I feel so stupid reading my previous post. A little foolish to cherish and remember all these things when the other party has long moved on. Yah.. feeling a bit unomfy c-ing him and his new ger. Not the feeling of jealousy, neither is it sadness. Just weird. Weird. More of hating myself for being so foolish. Perhaps.. it's normal to feel like that.. I duno.. esp for girls bah. When you c tt person u once have with another new person.. imagining tt person taking up e place.. etc etc.. Ok can someone just delete the dates, the numbers and everiting tt is to do with him in my mind? No one else remembers it now, come on. A first love that doesnt mean a thing now.
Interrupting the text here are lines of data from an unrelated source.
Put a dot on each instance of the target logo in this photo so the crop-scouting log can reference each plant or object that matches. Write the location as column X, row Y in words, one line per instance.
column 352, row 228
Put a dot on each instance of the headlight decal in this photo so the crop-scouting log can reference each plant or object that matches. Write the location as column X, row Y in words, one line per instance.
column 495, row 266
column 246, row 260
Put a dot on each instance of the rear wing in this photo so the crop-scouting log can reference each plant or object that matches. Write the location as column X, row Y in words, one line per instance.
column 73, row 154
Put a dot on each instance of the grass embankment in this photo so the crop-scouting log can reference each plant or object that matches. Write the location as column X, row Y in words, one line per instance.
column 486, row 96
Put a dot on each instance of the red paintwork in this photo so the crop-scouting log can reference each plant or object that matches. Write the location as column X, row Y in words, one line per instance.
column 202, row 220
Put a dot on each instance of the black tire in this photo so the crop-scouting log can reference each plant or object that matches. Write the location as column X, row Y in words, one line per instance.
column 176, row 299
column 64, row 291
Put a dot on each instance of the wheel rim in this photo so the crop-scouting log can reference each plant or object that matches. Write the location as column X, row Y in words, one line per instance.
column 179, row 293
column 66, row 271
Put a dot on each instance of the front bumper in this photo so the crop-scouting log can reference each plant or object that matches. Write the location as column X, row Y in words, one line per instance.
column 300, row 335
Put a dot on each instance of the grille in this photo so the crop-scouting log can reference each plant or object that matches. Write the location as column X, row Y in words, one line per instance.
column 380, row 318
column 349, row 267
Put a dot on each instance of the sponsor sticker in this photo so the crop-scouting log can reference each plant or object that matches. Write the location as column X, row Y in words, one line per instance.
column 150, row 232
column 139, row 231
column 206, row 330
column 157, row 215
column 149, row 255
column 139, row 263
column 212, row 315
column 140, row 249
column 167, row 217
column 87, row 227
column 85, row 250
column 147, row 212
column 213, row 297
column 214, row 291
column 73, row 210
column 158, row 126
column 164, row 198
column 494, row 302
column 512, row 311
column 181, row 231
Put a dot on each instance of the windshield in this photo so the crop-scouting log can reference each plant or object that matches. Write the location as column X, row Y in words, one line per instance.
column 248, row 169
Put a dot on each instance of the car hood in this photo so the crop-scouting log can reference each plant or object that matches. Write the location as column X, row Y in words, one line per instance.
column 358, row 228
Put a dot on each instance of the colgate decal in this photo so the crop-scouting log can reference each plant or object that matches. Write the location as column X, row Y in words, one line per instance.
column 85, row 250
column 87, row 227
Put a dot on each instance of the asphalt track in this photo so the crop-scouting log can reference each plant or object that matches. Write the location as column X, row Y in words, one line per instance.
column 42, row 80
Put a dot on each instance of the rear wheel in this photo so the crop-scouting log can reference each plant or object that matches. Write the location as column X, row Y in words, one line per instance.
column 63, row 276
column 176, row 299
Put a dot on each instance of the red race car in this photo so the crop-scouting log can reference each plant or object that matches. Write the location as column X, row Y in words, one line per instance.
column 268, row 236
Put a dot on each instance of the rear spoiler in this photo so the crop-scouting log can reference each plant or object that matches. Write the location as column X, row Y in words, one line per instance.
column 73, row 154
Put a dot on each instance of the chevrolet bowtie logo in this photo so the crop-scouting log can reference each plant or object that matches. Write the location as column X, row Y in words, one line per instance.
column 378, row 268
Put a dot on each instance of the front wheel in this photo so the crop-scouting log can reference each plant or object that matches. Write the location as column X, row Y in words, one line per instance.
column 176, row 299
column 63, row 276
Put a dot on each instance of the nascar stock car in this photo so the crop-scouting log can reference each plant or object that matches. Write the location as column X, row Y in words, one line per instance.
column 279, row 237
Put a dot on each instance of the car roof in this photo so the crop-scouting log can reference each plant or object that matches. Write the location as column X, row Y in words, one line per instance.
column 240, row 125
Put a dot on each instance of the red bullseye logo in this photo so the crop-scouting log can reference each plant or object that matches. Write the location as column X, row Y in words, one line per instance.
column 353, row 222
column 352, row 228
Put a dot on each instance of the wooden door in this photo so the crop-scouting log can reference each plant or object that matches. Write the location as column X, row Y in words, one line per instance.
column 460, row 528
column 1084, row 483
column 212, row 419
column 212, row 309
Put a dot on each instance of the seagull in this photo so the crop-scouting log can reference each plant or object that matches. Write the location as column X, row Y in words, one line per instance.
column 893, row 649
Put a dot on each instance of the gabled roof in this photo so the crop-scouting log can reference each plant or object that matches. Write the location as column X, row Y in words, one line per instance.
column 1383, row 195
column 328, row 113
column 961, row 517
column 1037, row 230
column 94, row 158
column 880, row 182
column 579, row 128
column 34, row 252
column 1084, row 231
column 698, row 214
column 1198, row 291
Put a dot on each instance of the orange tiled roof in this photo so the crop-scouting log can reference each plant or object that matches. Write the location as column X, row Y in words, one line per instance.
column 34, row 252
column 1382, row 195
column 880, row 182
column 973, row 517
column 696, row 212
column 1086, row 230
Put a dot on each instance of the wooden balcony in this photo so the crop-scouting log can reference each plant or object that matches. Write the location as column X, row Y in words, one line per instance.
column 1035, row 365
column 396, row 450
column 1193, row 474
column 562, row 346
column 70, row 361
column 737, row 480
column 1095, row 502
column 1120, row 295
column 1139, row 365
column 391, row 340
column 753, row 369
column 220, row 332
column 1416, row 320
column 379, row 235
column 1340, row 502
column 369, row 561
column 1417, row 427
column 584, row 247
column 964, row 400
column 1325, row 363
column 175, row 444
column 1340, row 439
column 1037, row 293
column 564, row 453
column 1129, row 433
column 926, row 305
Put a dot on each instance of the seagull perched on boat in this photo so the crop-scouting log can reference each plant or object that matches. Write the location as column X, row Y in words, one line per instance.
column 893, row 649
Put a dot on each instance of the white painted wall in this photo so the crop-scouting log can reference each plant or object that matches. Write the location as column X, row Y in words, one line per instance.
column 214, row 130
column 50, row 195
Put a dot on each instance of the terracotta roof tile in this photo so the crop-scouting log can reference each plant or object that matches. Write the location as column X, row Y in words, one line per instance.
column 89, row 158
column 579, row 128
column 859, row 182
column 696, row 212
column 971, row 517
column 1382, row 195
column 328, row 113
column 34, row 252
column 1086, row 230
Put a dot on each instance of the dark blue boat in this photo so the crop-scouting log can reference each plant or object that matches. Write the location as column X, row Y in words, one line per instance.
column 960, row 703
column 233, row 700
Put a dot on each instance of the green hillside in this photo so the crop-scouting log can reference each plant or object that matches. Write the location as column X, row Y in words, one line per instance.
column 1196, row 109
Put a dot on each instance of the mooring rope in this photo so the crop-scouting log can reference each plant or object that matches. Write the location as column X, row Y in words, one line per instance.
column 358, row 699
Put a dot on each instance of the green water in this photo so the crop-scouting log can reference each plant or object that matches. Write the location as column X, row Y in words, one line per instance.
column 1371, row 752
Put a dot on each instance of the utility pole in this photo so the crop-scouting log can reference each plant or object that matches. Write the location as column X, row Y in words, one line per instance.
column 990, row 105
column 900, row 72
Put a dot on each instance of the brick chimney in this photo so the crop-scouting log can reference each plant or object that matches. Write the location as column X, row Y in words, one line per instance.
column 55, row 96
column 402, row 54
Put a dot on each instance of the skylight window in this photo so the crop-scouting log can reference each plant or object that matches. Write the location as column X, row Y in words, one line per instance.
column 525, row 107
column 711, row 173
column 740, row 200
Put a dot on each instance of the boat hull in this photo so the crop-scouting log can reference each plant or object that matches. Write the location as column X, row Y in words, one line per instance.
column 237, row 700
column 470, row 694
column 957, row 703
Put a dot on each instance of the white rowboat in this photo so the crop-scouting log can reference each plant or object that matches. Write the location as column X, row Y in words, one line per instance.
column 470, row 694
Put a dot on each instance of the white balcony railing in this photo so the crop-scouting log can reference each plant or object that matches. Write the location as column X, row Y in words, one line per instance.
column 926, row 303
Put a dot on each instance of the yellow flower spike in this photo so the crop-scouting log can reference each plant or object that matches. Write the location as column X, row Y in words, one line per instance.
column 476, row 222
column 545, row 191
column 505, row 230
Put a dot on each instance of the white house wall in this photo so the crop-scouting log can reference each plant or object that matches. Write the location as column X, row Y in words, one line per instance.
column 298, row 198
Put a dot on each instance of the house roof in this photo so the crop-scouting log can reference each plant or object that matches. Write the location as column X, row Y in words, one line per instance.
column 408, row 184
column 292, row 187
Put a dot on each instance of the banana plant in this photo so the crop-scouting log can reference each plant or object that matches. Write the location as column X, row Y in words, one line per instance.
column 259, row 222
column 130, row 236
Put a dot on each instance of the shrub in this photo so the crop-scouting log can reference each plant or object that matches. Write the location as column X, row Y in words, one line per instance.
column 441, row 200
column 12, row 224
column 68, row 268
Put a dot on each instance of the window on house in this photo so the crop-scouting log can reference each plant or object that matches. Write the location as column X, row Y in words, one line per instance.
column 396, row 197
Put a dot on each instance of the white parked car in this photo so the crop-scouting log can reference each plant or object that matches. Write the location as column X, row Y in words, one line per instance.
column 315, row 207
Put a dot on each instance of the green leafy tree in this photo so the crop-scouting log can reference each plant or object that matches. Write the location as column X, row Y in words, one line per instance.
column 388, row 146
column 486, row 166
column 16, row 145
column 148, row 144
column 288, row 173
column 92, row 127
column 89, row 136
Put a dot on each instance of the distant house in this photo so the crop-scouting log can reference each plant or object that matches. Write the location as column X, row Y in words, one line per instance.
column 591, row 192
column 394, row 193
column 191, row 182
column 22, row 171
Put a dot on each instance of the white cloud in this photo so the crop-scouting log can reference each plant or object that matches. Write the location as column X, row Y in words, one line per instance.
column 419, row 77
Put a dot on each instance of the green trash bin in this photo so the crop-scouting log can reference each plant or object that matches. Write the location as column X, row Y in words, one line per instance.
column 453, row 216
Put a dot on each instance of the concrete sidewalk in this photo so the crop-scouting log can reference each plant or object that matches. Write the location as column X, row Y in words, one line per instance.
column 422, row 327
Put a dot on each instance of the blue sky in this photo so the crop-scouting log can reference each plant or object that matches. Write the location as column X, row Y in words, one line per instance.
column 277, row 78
Ok.. Writing abt it makes me feel ok already. I so feel like deleting him from my contact list, from my frenster etc etc. Want him to get out. I so feel like having a beer now. Ok yeah Im fine and Im missing someone else today. I dunno wats with us, wat he is thinking and wat he is doing. And worst of all, I dunno wats with me. Im doing everything I can to destroy my image and to turn him off I seriously dunno why Im doing all these and why Im so nasty. *faints* Initially Im back to normal self but over the past wk im the nasty me again.
But well.. mabe coz of sth tt happened tt affected mi. I duno how to bring it up but I do feel uncomfortable. Oh well. Damn it. I shall just concentrate on my books this weekend.